По вечерам Левашевский заходил иногда к отцу Кананацкому. У протоиерея была большая семья: две дочери-гимназистки и сын, бойкий остроносый юноша Володя; старший сын отца Кананацкого учился в Киевском университете. Хозяйством ведала сестра протоиерея, так как матушка, худая и нервная дама, почти всегда болела. Левашевскому нравилось сидеть за столом у шумного самовара, пить чай, поглядывая на девичьи лица, на никогда не робевшего плута Володю и спорить с Антониной Григорьевной, сестрой отца Николая, полагавшей единственной своей целью закормить генерала насмерть.
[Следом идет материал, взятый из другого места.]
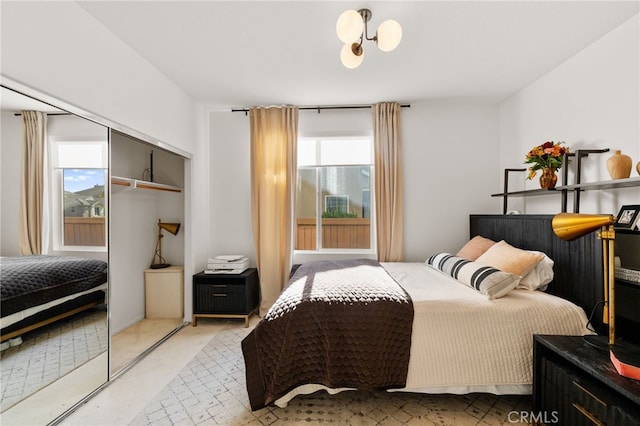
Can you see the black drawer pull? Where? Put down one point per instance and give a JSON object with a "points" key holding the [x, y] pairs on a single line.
{"points": [[587, 414]]}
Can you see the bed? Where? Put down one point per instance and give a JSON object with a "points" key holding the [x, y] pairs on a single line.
{"points": [[428, 327], [37, 290]]}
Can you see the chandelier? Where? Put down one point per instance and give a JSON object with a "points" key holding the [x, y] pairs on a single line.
{"points": [[352, 31]]}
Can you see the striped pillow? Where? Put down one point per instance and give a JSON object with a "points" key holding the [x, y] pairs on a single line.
{"points": [[489, 281]]}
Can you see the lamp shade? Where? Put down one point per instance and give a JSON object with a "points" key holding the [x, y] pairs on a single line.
{"points": [[388, 35], [349, 26], [569, 226], [349, 58]]}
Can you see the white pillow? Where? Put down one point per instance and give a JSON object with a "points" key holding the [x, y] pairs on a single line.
{"points": [[540, 276], [489, 281]]}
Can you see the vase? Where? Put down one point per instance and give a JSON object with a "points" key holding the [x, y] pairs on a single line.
{"points": [[619, 165], [549, 178]]}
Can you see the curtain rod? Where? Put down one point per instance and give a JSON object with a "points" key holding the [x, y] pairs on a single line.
{"points": [[321, 107], [18, 114]]}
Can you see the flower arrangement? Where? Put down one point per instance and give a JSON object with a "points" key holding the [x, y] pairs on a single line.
{"points": [[548, 155]]}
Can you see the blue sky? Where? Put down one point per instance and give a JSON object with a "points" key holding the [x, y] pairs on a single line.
{"points": [[78, 179]]}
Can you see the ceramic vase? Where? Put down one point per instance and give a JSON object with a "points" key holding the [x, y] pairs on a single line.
{"points": [[619, 165], [549, 178]]}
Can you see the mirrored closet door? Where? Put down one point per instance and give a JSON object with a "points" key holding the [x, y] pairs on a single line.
{"points": [[114, 212], [54, 293]]}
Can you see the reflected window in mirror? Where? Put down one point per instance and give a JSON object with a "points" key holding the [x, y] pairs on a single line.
{"points": [[80, 172]]}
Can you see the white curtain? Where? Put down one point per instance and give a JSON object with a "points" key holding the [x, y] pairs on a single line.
{"points": [[388, 181], [32, 183], [273, 169]]}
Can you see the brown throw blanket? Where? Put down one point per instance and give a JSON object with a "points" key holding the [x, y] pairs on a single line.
{"points": [[337, 323]]}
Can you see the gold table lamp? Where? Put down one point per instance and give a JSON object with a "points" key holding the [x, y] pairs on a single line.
{"points": [[158, 262], [569, 226]]}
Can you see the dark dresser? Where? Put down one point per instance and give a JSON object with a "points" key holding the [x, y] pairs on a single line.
{"points": [[226, 295], [575, 383]]}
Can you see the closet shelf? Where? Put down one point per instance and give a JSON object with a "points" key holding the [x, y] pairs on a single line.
{"points": [[128, 184]]}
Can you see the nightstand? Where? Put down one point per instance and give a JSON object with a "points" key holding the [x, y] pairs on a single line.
{"points": [[164, 292], [575, 383], [226, 295]]}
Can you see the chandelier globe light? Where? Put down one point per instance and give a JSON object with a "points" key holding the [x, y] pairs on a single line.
{"points": [[351, 29], [349, 26]]}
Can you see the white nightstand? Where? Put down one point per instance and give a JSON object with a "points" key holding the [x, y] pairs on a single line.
{"points": [[164, 292]]}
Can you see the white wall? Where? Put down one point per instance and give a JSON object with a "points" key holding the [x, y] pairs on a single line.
{"points": [[449, 155], [61, 50], [591, 101], [11, 149]]}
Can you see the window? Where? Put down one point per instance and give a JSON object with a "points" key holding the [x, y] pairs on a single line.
{"points": [[336, 204], [79, 205], [333, 204]]}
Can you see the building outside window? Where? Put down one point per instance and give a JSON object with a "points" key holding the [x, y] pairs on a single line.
{"points": [[79, 219], [332, 201]]}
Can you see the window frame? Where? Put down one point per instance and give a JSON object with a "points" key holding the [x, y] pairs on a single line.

Отец Николай, человек неглупый и начитанный, постоянно общаясь с людьми инаковерующими, приобрел некоторую широту взглядов, позволявшую ему быть в хороших отношениях со старшим сыном — безбожником и крамольником. За столом всегда происходили «светские» разговоры, молодые часто посмеивались над жившим по соседству настоятелем новой церкви отцом Савицким, над мрачным дураком дьяконом Кобецким. Отец Кананацкий любил политические споры. Он придерживался прогрессивных взглядов, многое осуждал, посмеивался над серостью деревенских священников и с уважением говорил о польских ксендзах, как о людях высоко просвещенных и тонко воспитанных. Он считал, что религиозность русского народа непрочная, и не верил в ее глубину. Так же не верил он в религиозность евреев и полагал, что только католики обладают прочной и глубокой верой. В душе он сочувствовал украинским националистам и тайно мечтал об отделении Украины от России: он представлял себя главой церкви украинской державы. Это был рослый, плечистый человек с черной густой бородой и добрыми глазами. Он любил поесть; больше всего нравились ему тонкие рыбные закуски. Когда он подходил к вечернему столу и быстрым взглядом окидывал тонко нарезанную семгу, белоснежные ломти осетрины в прозрачных брызгах желе, добрые глаза его делались безжалостными, разбойничьими, и он проводил языком по верхней губе, приглаживая бороду,

Кананацкий легко нашел правильный тон в разговорах с генералом Левашевский — то был тон так называемого прогрессивного патриотизма, тон восхищения храбростью и терпением русского солдата и преданности царю. Этот тон позволял с недоброжелательностью говорить о высоких лицах — даже об императрице Александре Федоровне можно было высказываться неодобрительно, — этот тон позволял осуждать русскую расхлябанность, беспечность, воровство и взяточничество, со вздохом и с улыбкой пренебрежения отзываться о десятках государственных установлений. Лишь одного требовал этот вид патриотизма: умиленной любви к монарху и восхищения детской чистотой и силой солдата; настоящая великая Россия начиналась, когда в ней оставались лишь эти двое: обожествленный царь и оребяченный голубоглазый Ванька, ну и, конечно, патриоты — Левашевский и Кананацкий.